Being a young social entrepreneur, I have quickly come to understand the value of money. Sure, wealth generally means opulence: lifestyles of luxury and excess. But on the occasions when somewhere in our universe a wealthy individual or a group chooses to discover the value of funding as a vehicle for impact, I have seen just how incredible the right, just allocation of resources can be.
In the last two weeks, I traveled to Los Angeles and there witnessed extreme affluence in different settings. More interesting than the beach clubs, Louboutin heels and Del Mar horse races were the possibilities I imagined if just some of that wealth could have funded the incredible people and organizations I encountered.

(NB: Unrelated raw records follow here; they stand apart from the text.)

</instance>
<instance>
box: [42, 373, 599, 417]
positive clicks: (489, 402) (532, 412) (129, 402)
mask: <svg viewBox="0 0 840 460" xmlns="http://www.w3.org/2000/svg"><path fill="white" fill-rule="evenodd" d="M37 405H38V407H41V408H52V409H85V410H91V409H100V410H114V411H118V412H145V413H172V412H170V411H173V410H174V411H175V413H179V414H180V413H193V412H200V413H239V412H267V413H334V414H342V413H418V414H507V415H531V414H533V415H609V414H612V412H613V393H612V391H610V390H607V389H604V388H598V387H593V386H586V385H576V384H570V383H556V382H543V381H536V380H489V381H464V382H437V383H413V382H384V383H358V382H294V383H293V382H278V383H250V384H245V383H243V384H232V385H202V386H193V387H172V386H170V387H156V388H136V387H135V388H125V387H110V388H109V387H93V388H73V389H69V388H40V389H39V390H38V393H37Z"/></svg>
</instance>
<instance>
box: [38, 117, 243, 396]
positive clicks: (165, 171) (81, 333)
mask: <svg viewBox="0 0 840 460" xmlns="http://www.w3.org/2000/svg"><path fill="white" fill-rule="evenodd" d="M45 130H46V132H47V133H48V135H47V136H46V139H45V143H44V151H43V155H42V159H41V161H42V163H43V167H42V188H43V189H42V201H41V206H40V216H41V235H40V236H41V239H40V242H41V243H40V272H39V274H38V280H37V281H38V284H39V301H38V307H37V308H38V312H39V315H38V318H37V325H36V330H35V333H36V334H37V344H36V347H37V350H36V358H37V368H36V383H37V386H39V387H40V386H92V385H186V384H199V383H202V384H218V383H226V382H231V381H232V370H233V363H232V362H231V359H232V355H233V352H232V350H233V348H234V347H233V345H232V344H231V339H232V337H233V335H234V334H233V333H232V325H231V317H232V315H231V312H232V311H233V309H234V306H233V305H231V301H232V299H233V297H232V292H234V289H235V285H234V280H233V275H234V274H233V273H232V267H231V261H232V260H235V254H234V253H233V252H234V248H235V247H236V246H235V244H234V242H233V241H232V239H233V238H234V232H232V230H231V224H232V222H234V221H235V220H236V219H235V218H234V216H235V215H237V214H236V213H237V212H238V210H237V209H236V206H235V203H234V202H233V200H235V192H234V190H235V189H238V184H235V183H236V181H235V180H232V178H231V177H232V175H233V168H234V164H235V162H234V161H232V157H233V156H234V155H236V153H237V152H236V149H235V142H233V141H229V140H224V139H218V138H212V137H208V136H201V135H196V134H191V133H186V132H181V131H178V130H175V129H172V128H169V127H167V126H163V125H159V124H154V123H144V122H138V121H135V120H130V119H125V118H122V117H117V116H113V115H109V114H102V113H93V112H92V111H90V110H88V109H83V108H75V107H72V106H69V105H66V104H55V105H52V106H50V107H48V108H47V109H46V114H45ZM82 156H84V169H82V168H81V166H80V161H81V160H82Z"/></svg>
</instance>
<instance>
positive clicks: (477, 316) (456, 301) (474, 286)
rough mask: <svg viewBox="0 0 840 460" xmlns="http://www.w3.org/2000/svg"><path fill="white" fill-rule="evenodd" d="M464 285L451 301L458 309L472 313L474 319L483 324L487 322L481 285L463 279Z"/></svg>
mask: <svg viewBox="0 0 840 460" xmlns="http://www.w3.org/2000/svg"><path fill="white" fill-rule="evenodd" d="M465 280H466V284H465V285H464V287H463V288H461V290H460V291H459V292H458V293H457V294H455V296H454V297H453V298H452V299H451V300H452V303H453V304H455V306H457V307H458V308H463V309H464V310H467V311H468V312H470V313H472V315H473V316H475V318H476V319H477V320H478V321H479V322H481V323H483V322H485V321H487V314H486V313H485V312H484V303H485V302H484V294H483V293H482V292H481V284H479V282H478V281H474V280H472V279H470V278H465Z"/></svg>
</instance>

While in Los Angeles, I attended the Do Something Awards, an awards show that honors young people 25 and under who are rocking social causes. For two years, I have been a member of the Do Something Youth Advisory Council, so I was ecstatic to support my friend and fellow YAC member Sarah Cronk as she and her organization, The Sparkle Effect, won $100,000. The Do Something Awards honors celebrities who do social good, too. One celebrity presenter was Kim Kardashian, who was also a nominee for celebrities using Twitter for good. While I applaud Kim for her willingness to promote Do Something and support its young award winners, I cannot help but notice a stark contrast. At stage left, five of the most inspirational, selfless and dedicated young people of my generation graciously received a modest $10,000 that would power their organizations' programming. At stage right, Kim stood just hours away from a reported $29-million wedding extravaganza. I do not want to bash Kim or negate her charitable actions. Instead, I want to think about what a $1-million wedding (still a large budget) and a $28-million contribution to some of our world's most dire causes, talented young change agents and diligent organizations could look like.